In this last leg of the campaign, that hard thing has been addressing the media’s treatment of her husband’s recovery. “To me, it’s a story of triumph, right?” Gisele says. “We could be having such a positive conversation around disability, around strokes. I’m so proud of him. He didn’t get to heal in private, like most people do. He had to heal with the world watching.”
In a rare moment of public anger, she hit back when NBC correspondent Dasha Burns made critical remarks about her husband’s ability to comprehend small talk before their televised interview and about the closed captioning Fetterman used. “NBC said, ‘We were happy to do it,’” Gisele says. “No. It’s a civil right. It’s not a favor.”
The conversation around accommodations has opened up a discussion that otherwise might not have been included in Fetterman’s campaign: ableism. “I want to see something change,” she says. “I want people to learn from this.”
“A lot of the folks criticizing John, they have glasses, right? That’s also an accommodation,” she says. Gisele has been upfront about her own ADHD diagnosis, which she received two years ago at age 38. “For me, it’s a superpower. It allows me to do so many things.” Later in our talk, she’ll look behind me at a car pulling into a spot and cringe. “He needs help parking — he’s going to hit that motorcycle. See, ADHD!” she says with a laugh. She says her son August is a lot like she was as a kid. “At school, he has a wiggly chair, and he’s doing amazing, because he gets to move. It’s a very simple accommodation, but it makes his life better. I wish I could be wiggling in this chair!”

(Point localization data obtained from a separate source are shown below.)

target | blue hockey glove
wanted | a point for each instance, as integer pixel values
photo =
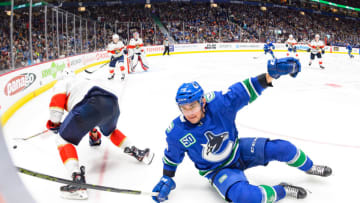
(284, 66)
(164, 187)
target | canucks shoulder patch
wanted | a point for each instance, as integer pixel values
(209, 96)
(171, 126)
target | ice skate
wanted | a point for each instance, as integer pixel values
(293, 191)
(75, 191)
(141, 155)
(323, 171)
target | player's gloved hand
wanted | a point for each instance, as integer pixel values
(53, 126)
(284, 66)
(165, 185)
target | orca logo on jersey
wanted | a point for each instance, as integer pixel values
(211, 150)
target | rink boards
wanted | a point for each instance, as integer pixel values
(20, 86)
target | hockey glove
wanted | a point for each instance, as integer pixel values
(283, 66)
(164, 187)
(54, 127)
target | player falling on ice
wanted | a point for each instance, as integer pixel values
(207, 133)
(117, 50)
(316, 48)
(268, 47)
(90, 104)
(137, 53)
(291, 45)
(349, 48)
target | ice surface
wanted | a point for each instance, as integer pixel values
(318, 111)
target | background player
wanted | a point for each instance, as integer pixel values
(89, 104)
(137, 53)
(316, 49)
(291, 45)
(268, 47)
(117, 50)
(349, 48)
(206, 131)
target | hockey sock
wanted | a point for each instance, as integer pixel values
(244, 192)
(69, 157)
(285, 151)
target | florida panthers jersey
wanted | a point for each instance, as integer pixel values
(136, 45)
(116, 49)
(291, 42)
(316, 46)
(69, 92)
(213, 142)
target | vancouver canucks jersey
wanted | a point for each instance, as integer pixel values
(213, 142)
(268, 47)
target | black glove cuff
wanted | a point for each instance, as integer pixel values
(168, 173)
(262, 80)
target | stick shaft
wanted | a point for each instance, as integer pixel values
(89, 186)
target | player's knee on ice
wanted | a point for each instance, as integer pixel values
(279, 150)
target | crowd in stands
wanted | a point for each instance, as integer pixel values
(183, 22)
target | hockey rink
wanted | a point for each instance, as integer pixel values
(318, 111)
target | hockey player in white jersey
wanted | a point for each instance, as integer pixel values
(117, 50)
(316, 48)
(89, 104)
(137, 53)
(291, 45)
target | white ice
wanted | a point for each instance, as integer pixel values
(318, 111)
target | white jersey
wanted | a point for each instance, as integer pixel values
(136, 45)
(116, 49)
(69, 92)
(316, 46)
(291, 43)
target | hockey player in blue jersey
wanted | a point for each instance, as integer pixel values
(349, 48)
(206, 131)
(268, 47)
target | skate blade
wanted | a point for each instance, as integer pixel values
(77, 195)
(148, 158)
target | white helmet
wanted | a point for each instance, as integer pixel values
(116, 36)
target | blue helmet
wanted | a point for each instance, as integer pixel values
(188, 93)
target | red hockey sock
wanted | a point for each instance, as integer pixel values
(67, 152)
(117, 137)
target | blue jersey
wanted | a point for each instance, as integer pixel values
(268, 47)
(349, 48)
(213, 142)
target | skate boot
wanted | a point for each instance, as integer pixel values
(323, 171)
(94, 138)
(141, 155)
(111, 76)
(75, 191)
(294, 191)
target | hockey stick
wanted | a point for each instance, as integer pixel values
(32, 136)
(94, 70)
(89, 186)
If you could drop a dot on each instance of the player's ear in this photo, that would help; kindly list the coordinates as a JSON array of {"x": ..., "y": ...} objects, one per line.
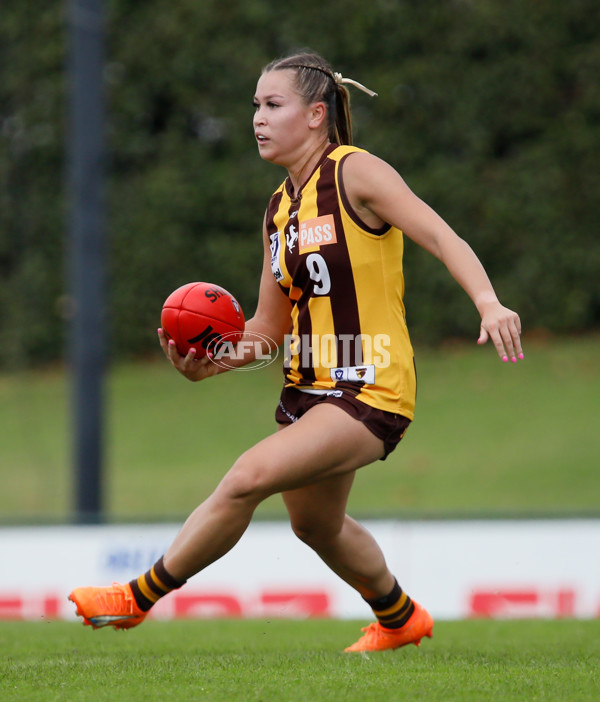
[{"x": 318, "y": 112}]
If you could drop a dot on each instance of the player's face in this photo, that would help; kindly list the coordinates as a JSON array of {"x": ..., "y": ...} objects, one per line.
[{"x": 281, "y": 118}]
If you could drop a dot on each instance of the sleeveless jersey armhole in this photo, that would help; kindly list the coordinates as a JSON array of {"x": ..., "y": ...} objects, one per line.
[{"x": 379, "y": 231}]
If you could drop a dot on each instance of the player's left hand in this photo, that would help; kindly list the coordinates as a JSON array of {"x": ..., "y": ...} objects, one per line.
[{"x": 503, "y": 326}]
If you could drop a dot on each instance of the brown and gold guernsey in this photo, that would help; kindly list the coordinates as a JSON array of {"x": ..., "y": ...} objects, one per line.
[{"x": 346, "y": 285}]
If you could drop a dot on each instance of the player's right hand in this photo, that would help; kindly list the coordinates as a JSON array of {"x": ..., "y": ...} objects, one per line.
[{"x": 192, "y": 368}]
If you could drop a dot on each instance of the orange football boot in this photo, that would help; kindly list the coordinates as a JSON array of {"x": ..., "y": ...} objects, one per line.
[
  {"x": 378, "y": 638},
  {"x": 107, "y": 606}
]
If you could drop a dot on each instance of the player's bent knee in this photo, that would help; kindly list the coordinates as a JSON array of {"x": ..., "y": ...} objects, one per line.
[
  {"x": 245, "y": 481},
  {"x": 315, "y": 535}
]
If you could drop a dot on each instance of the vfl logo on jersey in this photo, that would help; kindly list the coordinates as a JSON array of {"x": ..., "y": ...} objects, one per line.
[
  {"x": 363, "y": 374},
  {"x": 275, "y": 267},
  {"x": 291, "y": 237},
  {"x": 317, "y": 232}
]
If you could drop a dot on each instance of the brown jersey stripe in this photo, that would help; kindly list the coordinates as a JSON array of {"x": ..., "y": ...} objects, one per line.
[
  {"x": 344, "y": 304},
  {"x": 272, "y": 208}
]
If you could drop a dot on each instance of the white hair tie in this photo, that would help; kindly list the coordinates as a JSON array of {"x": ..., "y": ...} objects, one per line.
[{"x": 343, "y": 81}]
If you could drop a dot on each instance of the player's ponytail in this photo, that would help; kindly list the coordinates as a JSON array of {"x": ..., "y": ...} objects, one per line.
[{"x": 316, "y": 81}]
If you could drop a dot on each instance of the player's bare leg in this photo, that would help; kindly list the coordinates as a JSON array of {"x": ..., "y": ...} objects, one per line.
[
  {"x": 301, "y": 455},
  {"x": 318, "y": 517}
]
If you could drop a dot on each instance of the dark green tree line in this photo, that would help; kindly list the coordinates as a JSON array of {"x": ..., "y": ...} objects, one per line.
[{"x": 491, "y": 112}]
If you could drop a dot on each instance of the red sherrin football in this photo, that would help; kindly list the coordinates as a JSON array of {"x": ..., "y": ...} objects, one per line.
[{"x": 198, "y": 315}]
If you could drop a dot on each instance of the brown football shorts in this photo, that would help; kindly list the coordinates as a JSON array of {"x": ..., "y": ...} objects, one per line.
[{"x": 387, "y": 426}]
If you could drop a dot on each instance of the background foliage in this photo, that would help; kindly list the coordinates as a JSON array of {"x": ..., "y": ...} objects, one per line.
[{"x": 491, "y": 112}]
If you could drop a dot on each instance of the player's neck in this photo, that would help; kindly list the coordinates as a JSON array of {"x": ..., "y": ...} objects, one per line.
[{"x": 304, "y": 166}]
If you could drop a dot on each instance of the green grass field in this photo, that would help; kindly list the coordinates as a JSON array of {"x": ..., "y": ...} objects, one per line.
[
  {"x": 288, "y": 661},
  {"x": 489, "y": 438}
]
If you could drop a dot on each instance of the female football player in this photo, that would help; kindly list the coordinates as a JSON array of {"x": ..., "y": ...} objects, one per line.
[{"x": 332, "y": 287}]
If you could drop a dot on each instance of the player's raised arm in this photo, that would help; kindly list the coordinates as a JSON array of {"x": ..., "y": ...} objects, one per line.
[{"x": 379, "y": 194}]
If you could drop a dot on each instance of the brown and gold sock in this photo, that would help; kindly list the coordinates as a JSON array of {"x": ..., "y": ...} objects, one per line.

The fundamental lesson of talking about inclusivity, she says, is that people see it’s OK to have differences, that they aren’t as calamitous as they’re sometimes portrayed, and that it often doesn’t take much to help someone feel comfortable. “I finally felt seen,” says Gisele of getting her diagnosis. “I think people want to be seen.”
We could be having such a positive conversation around disability, around strokes. I’m so proud of him. He didn’t get to heal in private, like most people do. He had to heal with the world watching.
When I tell Gisele I live in Indiana, Pennsylvania, a college town a little over an hour’s drive from Braddock, she asks if I know Lynne Alvine, a local Democratic activist. (I do.) She insists we take a photo together, which she immediately texts to Alvine.
“She’s just an incredible woman,” Alvine tells me on the phone later. “Her personal story is wonderful. The work she’s doing is everything I admire and believe in.” The two met on a number of occasions at political events, and to Alvine’s surprise, Gisele followed up, sending a handmade Christmas tree ornament with Alvine’s name on it — and sunflower seeds from her garden. “I don’t know how many generations she’s seeded,” Alvine says. “She gives them out to friends.”
“I think this world can be so cold sometimes, but growing and sharing sunflowers was an easy way to spread some joy and happiness,” Gisele says. “Sunflowers are always looking for the sun, and so am I.”